Stuart Corner
Sunday, 29 October 2006 13:22
IT Policy -
Regulation
The ACCC has confirmed that it has set prices in five arbitrations of $17.70 per month in urban areas for the unconditioned local loop service.
The Australian Financial Review
reported on August 14, that the ACCC had set a price of $17.70 per month in band 2 (suburban areas) in its arbitration of an access dispute lodged by an unnamed rival of Telstra. Investors took the news badly. Telstra shares opened at $3.70 and fell to $3.64 during the day. Telstra issued a statement to the ASX revealing that the ACCC had also made an interim determination of $7.20 for band 1 (CBD) (currently $13) and $34.20 for band 3 (regional) for that access seeker.

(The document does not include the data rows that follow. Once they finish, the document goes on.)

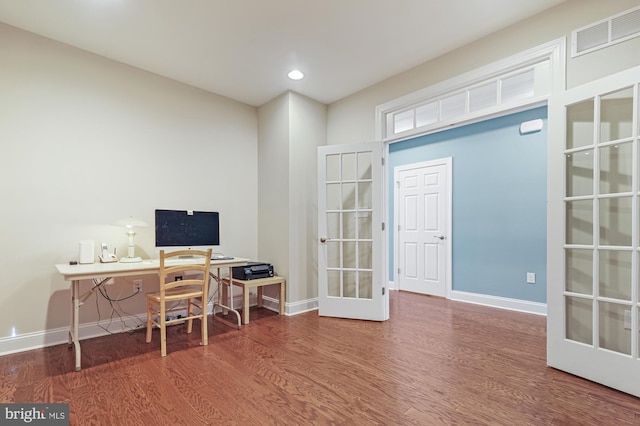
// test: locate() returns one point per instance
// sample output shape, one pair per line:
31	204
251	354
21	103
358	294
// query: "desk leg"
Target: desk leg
283	287
75	313
222	298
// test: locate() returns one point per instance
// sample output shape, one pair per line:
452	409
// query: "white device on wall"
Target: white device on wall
86	252
129	223
105	256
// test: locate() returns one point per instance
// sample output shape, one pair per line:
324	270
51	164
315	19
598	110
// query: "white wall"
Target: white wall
291	127
86	141
352	119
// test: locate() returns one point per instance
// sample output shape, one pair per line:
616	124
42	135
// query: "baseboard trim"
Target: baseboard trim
500	302
58	336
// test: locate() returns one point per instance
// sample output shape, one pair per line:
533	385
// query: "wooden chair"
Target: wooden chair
172	292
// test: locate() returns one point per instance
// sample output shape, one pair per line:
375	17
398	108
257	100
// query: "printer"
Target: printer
252	271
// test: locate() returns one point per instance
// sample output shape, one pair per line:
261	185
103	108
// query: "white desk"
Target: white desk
106	271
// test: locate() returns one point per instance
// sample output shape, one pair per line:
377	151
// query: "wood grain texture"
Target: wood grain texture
434	362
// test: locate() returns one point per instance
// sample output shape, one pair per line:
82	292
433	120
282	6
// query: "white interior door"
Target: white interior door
422	200
350	232
594	294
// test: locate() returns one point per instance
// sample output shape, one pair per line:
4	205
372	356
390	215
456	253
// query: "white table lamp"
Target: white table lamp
130	223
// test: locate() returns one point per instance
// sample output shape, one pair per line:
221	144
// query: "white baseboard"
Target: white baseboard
57	336
500	302
494	301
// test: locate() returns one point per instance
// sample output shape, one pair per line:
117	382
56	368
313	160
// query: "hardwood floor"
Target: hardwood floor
434	362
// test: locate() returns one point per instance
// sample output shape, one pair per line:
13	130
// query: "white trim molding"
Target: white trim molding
500	302
547	61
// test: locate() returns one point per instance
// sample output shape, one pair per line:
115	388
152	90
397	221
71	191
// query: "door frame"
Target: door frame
448	163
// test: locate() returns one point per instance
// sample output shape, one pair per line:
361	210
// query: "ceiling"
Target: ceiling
243	49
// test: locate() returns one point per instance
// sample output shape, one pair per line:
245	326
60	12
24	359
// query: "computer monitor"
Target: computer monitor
184	229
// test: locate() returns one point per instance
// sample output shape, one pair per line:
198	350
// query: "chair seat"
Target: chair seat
176	294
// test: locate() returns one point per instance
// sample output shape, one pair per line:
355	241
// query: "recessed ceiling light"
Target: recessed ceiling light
295	75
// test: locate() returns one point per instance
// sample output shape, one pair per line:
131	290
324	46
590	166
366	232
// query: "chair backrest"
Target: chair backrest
176	263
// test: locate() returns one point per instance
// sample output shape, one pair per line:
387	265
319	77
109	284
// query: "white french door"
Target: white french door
350	232
422	203
594	295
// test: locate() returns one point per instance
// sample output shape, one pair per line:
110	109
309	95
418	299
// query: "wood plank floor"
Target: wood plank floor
434	362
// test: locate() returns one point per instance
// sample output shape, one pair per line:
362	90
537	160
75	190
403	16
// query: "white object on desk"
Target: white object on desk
129	223
106	271
86	252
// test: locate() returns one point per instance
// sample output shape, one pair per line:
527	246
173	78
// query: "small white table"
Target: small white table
105	271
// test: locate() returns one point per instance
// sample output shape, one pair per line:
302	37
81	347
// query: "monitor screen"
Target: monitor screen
187	228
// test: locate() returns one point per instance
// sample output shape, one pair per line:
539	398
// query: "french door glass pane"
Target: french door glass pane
364	255
349	254
333	167
333	254
348	196
579	222
580	173
613	334
365	285
579	271
349	231
348	166
333	283
364	165
365	231
333	196
615	274
579	318
616	115
615	221
616	168
580	119
349	278
364	195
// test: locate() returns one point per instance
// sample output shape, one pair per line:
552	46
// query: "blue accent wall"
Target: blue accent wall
499	217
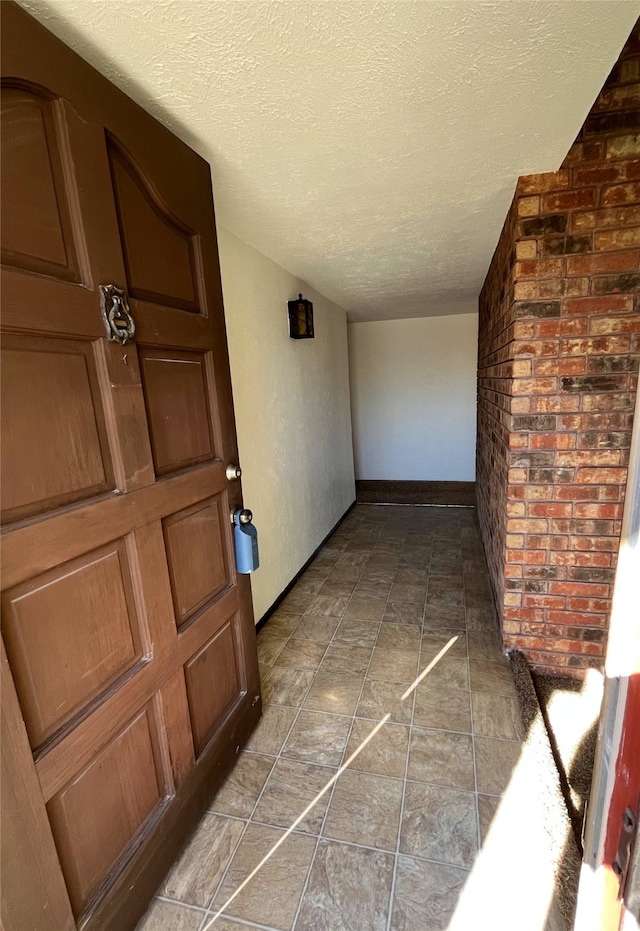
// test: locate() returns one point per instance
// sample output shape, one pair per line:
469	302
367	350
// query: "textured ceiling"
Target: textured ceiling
371	148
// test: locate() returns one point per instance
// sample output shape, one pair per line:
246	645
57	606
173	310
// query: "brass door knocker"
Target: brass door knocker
117	317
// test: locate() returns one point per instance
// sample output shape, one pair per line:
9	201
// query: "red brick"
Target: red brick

Telstra had been charging around $30 per month regardless of location and had proposed this price in an access undertaking to the ACCC. The ACCC has since rejected that undertaking.
The access seeker was subsequently revealed to be Chime Communications (iiNet) and the determination was later
published in full on the ACCC's website.
The ACCC has now confirmed these prices and says it has made the same price determinations in five other access disputes, lodged by Primus, Optus, XYZed (Optus subsidiary providing business-grade DSL services), Request Broadband (PowerTel subsidiary) and PowerTel. A ULLS dispute lodged by Macquarie Telecom is still awaiting a determination.
The interim determinations were all made in mid- to late- August and the charges will apply until either the interim determinations expire, are revoked, or until a final determination is made in each arbitration.